Wednesday, August 22, 2012

Oil and Clay: Dorothy McGeorge & Judith Richey


Dorothy McGeorge and Judith Richey created the recent buzz at The Old Schoolhouse Gallery in the East Mountains. Visitors were captivated with Richey’s unique pottery featuring peaceful scenes cut in to the sides of ceramic mugs and bowls, broken tree branches for teapot handles and intricate, petite pieces with slots for tiny spoons.

Judith Richey has been a clay artist for over forty years. Her goal has been to create pieces that people will enjoy and use often. Richey works both in stoneware and in porcelain and incorporate slab forms and hand built and carved addition into her work. As an avid gardener, she has recently created a series of items for garden ornamentation. Her sculptural pieces called “garden beads” are composed of individual elements stacked together in interesting arrangements. Why clay? Richey says, “Clay is a wonderful medium, perfect in every way for many uses and forms of expression. It is also one of the most enduring art forms in any culture. It lets my spirit sing.”

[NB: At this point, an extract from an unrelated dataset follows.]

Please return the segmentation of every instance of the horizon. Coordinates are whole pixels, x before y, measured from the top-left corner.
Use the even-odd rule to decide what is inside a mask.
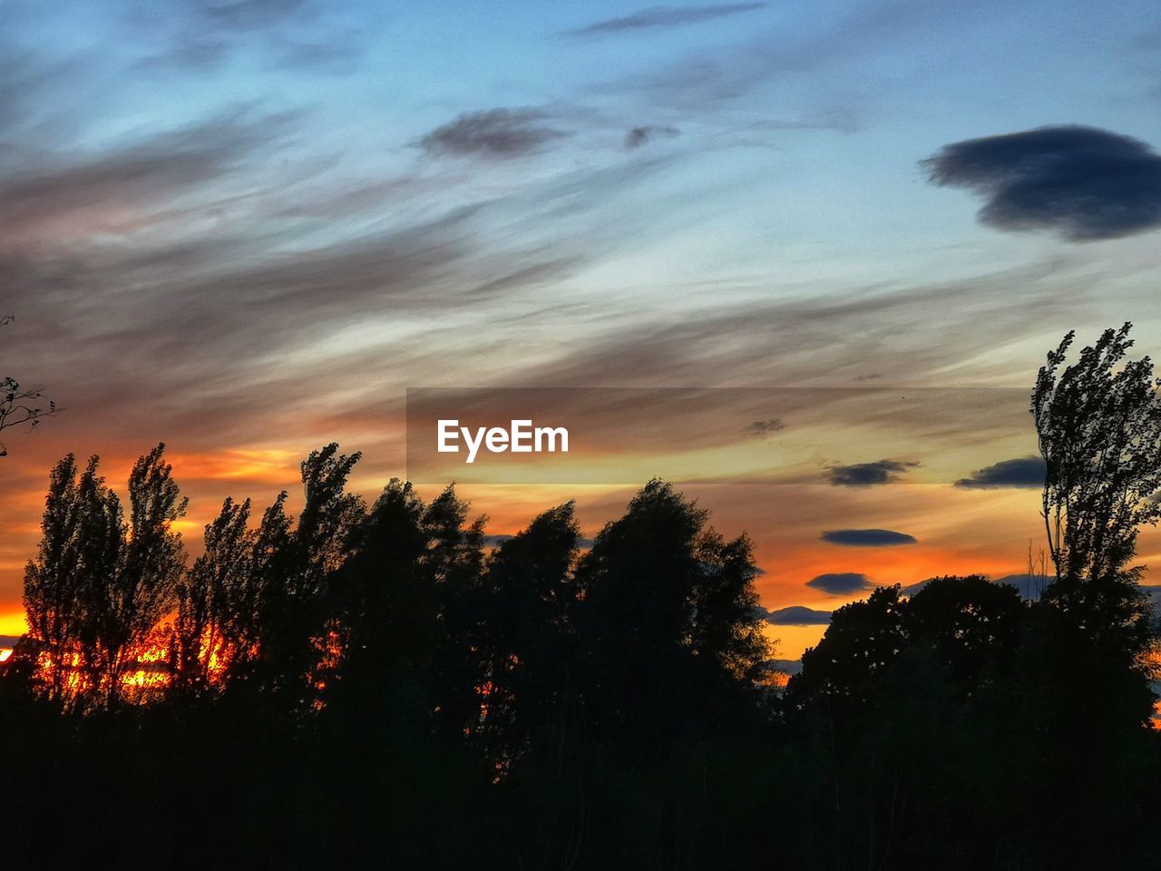
[[[123,492],[166,442],[196,555],[224,497],[297,504],[330,441],[363,453],[373,499],[406,469],[408,388],[1030,393],[1067,330],[1133,321],[1138,353],[1161,348],[1149,3],[453,7],[5,5],[3,374],[64,411],[5,432],[0,634],[23,631],[68,452]],[[1029,170],[1045,154],[1059,175]],[[1018,200],[1012,173],[1041,193],[1083,173],[1104,208]],[[680,482],[685,422],[652,462],[603,459]],[[982,423],[921,453],[844,420],[824,454],[787,448],[798,483],[682,489],[752,537],[771,612],[1019,574],[1039,491],[1000,473],[1034,432]],[[491,534],[576,497],[592,537],[634,489],[459,492]],[[915,544],[820,540],[858,530]],[[1148,531],[1139,561],[1159,560]],[[824,628],[773,626],[776,655]]]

Dorothy McDonough McGeorge’s work is often of structures that reflect the character of a place such as the open plains of the Midwest, the urban cityscapes of Montreal, Quebec, or the suburbs of Washington, D.C. 



McGeorge chooses to organize her picture plane into segments to compel the viewer to share the whole of the image through its parts. The idea of perfect proportions found in nature, supported by mathematical principles, have had a direct influence on her work. McGeorge earned her Masters of Fine Arts in painting from the University of Nebraska in 1993. At the University, she worked closely with James Eisentrager, who believed strongly in the gestalt principle that we perceive visual data in organized or configured terms and Dynamic Symmetry, a term presented in the 1920s by art theorist Jay Hambidge. 


Present in McGeorge’s artwork, the same principles can be seen not only in the work of the impressionists and the post impressionists, but in contemporary, and sometimes abstract work of artists like Richard Diebenkorn and Willem de Kooning.